Lezione 21 invece, primo vero debutto dietro la macchina da presa dello scrittore, è un’opera dannatamente intensa e poetica.
Il punto di partenza del regista–scrittore è l’analisi della Nona di Beethoven, un’osservazione meticolosa, attenta, per certi versi "pasoliniana".
L’intenzione, ma soprattutto l’intuizione di Baricco, sono esegeticamente importanti.
Spiare le debolezze e "sgretolare" uno dei monumenti della storia della musica e della cultura appare illuminante, anche se il vero scopo, alla fine, sembra quella di onorarla ancora di più, riscoprendone la bellezza più vera.
La libertà con cui Baricco ci conduce in questa sorta di "viaggio di riflessione" è magico.
Un racconto, costruito attraverso un gioco di luci e colori, che ci rimandano alle palette cromatiche dei lavori di Greenaway, ma anche alla poesia figurativa di Kenneth Branagh.
Una pellicola, che in realtà sembra, in tutto e per tutto, una rappresentazione teatrale, improvvisata.
Ciò che colpisce non è solo la scelta del cast, da John Hurt, accattivante affabulatore – insegnante, fino a Noah Taylor (prodigioso in Shine, talentuoso per Malick e Burton), barbuto musicante–incantatore, ma anche l’ambientazione onirica, che per buona parte del film osserviamo.
Un paesaggio di montagna, ovattato, morbido, dove in una sorta di gioco, di disegno narrativo, prendono vita i personaggi, quasi a voler riempire un grande album di memoria.
I dialoghi manieristici, le inquadrature fotografiche di spessore, i costumi variopinti, che volutamente si contrappongono al candore e alla purezza dello scenario, si fanno amare e sono ingredienti eleganti.

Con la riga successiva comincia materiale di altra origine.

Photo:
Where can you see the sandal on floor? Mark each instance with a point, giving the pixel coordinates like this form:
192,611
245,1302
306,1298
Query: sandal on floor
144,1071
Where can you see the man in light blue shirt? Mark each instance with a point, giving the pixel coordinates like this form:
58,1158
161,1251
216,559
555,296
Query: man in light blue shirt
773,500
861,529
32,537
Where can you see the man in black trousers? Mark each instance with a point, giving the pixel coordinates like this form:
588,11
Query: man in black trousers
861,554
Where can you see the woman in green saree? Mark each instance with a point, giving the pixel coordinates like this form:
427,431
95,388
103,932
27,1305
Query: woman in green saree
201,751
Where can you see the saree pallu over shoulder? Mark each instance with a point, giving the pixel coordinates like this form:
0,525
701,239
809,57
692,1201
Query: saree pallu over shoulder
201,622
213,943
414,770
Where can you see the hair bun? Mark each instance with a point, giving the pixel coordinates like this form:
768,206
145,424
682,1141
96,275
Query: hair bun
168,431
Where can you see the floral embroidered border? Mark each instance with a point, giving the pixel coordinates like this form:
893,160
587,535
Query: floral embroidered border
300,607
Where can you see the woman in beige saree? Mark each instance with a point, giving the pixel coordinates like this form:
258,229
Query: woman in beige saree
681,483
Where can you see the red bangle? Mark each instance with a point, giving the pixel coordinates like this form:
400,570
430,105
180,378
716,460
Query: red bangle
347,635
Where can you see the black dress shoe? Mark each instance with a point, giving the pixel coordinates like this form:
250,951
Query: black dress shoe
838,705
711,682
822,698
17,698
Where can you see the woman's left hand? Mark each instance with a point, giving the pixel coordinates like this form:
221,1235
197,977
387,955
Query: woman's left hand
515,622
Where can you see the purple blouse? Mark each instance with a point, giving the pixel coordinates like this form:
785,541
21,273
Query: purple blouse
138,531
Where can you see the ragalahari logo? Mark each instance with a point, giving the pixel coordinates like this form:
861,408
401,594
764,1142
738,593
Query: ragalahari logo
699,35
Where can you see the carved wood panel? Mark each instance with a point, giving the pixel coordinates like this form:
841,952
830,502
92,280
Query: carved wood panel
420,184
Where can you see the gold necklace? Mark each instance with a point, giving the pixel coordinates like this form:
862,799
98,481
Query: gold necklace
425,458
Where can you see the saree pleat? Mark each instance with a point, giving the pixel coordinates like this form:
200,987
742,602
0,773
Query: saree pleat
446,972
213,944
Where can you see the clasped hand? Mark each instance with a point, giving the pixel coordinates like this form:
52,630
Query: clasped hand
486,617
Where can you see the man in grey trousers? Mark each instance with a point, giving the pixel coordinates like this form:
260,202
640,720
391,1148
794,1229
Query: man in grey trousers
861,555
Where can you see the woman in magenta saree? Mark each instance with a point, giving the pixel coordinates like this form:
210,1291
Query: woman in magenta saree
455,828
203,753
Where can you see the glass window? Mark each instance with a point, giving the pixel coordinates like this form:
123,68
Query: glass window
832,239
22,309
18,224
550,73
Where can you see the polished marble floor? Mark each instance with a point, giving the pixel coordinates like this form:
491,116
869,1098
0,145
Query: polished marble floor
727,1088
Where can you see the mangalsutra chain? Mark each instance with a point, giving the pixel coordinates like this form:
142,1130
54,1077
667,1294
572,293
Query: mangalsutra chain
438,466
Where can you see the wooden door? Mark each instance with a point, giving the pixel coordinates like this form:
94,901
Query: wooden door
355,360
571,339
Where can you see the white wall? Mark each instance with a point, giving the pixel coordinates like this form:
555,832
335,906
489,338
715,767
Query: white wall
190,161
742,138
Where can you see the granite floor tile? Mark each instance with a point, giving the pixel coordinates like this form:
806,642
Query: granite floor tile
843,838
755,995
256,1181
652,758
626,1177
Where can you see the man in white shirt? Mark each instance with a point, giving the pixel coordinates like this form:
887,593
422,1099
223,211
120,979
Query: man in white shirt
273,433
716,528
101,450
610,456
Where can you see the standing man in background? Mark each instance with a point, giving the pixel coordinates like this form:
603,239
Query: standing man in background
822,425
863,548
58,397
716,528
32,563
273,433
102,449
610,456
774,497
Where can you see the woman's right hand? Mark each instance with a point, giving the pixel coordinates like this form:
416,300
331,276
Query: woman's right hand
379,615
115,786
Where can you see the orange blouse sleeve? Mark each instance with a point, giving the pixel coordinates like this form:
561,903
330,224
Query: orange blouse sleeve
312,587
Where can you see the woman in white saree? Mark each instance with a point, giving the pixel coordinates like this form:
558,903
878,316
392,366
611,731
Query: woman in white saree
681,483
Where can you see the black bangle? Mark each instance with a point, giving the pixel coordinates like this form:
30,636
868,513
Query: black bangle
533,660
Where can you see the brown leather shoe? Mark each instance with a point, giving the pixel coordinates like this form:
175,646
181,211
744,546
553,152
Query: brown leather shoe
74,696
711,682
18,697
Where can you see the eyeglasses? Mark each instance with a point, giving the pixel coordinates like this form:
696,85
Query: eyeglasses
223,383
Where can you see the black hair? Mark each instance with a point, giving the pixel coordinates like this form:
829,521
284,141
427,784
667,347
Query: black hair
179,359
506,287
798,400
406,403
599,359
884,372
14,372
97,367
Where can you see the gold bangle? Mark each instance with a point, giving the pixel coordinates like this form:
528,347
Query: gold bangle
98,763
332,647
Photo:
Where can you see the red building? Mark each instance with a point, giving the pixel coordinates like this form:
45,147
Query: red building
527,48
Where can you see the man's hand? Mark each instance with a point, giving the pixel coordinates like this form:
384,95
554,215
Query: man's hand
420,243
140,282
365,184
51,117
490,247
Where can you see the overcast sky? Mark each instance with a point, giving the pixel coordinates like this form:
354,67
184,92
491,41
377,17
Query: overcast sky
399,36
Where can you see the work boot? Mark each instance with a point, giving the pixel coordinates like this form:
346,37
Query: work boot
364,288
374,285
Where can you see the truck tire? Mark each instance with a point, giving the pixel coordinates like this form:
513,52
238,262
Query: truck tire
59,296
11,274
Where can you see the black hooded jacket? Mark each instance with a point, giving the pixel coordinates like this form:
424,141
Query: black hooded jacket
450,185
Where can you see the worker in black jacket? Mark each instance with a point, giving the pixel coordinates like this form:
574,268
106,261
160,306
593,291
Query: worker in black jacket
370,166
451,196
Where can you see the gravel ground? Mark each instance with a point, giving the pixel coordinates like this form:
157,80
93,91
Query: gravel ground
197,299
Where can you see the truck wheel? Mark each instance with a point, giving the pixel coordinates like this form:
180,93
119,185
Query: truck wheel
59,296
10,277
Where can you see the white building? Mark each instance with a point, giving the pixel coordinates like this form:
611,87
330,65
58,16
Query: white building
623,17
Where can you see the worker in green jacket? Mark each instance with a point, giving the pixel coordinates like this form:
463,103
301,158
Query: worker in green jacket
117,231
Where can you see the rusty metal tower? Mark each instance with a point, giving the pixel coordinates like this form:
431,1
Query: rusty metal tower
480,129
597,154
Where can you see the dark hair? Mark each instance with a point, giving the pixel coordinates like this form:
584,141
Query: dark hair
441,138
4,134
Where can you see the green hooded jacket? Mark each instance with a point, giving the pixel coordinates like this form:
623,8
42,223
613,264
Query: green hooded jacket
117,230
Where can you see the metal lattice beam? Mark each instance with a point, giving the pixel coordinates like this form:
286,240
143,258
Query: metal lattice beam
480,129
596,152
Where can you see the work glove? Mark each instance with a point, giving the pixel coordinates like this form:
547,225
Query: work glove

Nonostante le atmosfere gelide e silenziose, ciò che si percepisce è invece un calore rassicurante, avvolgente, segno di una sensibilità registica (e non solo di scrittura), per nulla scontata.
Il Ludovico Van (come direbbe l’Alex di Arancia Meccanica) non appare mai (se non di spalle per qualche secondo), quasi a voler essere una figura eterea, (in)esistente, se ne disserta, ma come di una leggenda antica.
Un mondo (ir)reale quello assemblato da Alessandro Baricco, che è vero, a tratti può sembrare un pò eccessivo, ma forse anche per quello risulta essere davvero affascinante.

La frase: "La lezione iniziava con un lungo silenzio".